Half a decade! Five years of not one
drop of booze.The benefits were many: fresh,
energized mornings of joy and happiness, promotions at work, more disposable
income, the admiration of vivacious women… For the sober man, the very fabric
of time expands with loveliness and possibility.
The thing
is, though, it gets a bit boring. You can only be the one straight person at a
house party for so many times before you stop going. And watching a ska band
like Fuzigish without a beer in your hand feels like a crime against
nature.
Also, World Cup 2010 was coming
up. SA’s biggest party ever! I wasn’t going to be the only straight person at
that thing. Bugger that.
So some
time in late ’09, I resolved to start drinking again.
It may
sound simple, but relaunching your drinking career after five years off the
sauce is easier said than done. Believe me.
For one
thing, your alcoholic tolerance has vanished entirely, so you have the drinking
capacity of an eleven-year-old choirgirl. For another, booze tastes absolutely terrible!
When your
tongue’s no longer accustomed to it, even a light beer will taste like
carbonated Rand Show mop water.
It was a
lot like being back in Standard Eight and trying to get into drinking for the
first time. Except I was a grown-up.
In those days
in early 2010, I would be at a table in a bar, we’d order a round, everyone
would finish theirs and I’d have, like, 90 per cent of mine left. “Yoh! You
only nursing that one, hey,” would be the jibe.
So the next
round I’d try keep up, forcing this stuff down my gullet every minute, dry
heaving all the while. I’d skelmly pour a bit of my drink out into the potplant
when no one was looking.
Sometimes
I’d take my beer to the toilet with me and pour some in the urinal, hoping no
one would catch me.
I found
myself drinking stuff like Spin, because it was sweet and went down easier. Manly
drinks like whisky… that stuff was like paint thinners with fishing hooks in
it.
But I
persevered. The World Cup was too important for Project Relapse to be
abandoned.
In the
months leading up to the tournament, I would take myself off to the Brass
Helmet, my local, and force-feed myself three Windhoek Lights in one sitting.

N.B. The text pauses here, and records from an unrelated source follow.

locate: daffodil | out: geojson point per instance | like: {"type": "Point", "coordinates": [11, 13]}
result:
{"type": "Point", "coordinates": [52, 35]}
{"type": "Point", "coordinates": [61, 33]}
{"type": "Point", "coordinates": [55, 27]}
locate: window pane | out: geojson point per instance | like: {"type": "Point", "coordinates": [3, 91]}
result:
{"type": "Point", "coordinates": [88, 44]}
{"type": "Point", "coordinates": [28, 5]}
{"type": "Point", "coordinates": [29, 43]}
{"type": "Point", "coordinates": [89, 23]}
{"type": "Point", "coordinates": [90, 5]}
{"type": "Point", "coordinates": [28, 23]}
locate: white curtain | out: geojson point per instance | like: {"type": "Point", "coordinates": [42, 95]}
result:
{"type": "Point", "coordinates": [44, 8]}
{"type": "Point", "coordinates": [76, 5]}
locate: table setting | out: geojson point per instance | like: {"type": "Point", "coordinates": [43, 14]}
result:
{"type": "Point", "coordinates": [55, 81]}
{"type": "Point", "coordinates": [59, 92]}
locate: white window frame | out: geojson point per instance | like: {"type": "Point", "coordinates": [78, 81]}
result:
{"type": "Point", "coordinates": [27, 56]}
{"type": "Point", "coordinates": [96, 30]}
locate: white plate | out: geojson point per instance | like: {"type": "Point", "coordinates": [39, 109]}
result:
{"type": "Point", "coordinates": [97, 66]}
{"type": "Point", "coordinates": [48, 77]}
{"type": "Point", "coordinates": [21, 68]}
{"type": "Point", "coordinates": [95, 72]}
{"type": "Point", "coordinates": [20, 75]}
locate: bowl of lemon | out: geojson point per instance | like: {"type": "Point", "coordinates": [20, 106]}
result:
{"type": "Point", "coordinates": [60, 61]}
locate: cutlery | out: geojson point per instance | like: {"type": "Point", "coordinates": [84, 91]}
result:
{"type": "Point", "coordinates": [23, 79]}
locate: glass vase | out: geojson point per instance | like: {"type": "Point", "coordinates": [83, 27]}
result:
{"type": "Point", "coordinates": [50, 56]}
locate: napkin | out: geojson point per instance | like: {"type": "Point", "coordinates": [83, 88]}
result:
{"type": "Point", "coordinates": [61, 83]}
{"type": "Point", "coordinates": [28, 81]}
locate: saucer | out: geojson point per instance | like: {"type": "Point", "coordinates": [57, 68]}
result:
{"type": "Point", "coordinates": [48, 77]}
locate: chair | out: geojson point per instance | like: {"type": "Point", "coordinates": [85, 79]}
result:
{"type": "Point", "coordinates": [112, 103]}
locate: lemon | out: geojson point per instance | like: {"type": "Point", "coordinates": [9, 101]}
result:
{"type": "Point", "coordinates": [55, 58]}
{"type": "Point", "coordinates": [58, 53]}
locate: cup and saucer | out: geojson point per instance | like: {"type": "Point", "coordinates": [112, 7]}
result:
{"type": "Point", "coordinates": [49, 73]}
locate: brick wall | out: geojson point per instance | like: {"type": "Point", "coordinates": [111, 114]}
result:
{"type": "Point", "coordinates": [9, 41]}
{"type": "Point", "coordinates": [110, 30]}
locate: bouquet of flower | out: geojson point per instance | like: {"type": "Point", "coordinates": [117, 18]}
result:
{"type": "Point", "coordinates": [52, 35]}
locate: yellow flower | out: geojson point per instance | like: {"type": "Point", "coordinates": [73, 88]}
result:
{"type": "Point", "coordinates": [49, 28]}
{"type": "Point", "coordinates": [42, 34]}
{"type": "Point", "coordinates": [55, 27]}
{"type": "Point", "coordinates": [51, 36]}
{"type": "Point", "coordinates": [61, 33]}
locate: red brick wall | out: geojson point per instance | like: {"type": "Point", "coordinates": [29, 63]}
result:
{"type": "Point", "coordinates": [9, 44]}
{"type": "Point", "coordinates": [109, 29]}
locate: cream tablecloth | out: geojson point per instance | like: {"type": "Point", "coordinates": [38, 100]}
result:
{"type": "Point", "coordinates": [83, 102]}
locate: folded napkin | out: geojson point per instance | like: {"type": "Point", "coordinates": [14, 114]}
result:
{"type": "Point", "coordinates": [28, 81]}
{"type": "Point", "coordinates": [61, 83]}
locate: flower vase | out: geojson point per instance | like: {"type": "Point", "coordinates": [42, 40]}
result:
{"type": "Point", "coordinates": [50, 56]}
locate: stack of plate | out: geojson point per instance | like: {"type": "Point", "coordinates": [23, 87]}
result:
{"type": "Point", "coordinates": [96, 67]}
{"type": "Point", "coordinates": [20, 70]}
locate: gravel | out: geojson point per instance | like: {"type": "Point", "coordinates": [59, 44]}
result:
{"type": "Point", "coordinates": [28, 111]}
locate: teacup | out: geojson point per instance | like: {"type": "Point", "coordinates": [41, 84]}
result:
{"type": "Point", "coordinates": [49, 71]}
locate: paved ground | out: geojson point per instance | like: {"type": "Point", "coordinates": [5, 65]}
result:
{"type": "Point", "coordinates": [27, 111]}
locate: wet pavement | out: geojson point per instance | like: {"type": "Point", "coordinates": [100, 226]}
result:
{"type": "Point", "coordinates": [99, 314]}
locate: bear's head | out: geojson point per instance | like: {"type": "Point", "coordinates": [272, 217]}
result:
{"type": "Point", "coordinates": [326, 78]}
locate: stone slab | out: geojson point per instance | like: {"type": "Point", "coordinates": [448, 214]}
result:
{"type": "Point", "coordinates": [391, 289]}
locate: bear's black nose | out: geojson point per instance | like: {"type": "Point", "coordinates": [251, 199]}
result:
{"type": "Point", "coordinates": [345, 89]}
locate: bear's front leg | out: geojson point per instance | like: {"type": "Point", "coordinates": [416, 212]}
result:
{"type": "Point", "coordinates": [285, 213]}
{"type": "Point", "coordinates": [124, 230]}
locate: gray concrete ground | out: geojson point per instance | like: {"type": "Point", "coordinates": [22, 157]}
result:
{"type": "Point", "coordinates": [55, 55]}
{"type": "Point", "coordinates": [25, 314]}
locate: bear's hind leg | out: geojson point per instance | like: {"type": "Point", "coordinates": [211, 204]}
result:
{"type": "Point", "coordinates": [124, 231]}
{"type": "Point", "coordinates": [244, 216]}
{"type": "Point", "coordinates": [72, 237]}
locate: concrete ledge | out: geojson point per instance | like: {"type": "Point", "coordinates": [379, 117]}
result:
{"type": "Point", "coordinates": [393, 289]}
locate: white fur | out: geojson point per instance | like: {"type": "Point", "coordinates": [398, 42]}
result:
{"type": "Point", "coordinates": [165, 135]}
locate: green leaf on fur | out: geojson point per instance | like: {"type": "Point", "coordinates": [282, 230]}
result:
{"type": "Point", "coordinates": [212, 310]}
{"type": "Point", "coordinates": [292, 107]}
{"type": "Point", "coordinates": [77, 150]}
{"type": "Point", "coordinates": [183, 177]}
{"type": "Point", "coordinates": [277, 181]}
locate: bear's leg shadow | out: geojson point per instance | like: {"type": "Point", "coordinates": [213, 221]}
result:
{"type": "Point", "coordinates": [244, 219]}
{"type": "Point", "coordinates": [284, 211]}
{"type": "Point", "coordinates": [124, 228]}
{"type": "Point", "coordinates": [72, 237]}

With two Sparkles in between each one to get rid of the taste.
Pretty soon
we’d all started buying our merch – vuvuzelas, Bafana jackets and those scarfs
like a long SA flag. By that time I could have three proper beers and a shooter
without kotching.
I was still
far from competitive match fitness, you understand, but I was no longer an
embarrassment.
My
tolerance being what it was, though, my hangovers were on another level. One
morning, after a night where I made new breakthroughs in my training, I woke up
convinced we were having an earthquake.
But the
body is a marvellous thing and much like Spain striker Fernando Torres, I was
able to complete my comeback in time for World Cup 2010. There I was at the
Innisfree Fan Park: feeling it, nicely pissed and freezing my arse off.
Even today, in a lot of ways I’m the
Fernando Torres of dopping. After my enforced lay-off, I will never be the same
player I was in my prime. But given the right man-management, decent service
and the right attitude, on my night I’m still capable of greatness.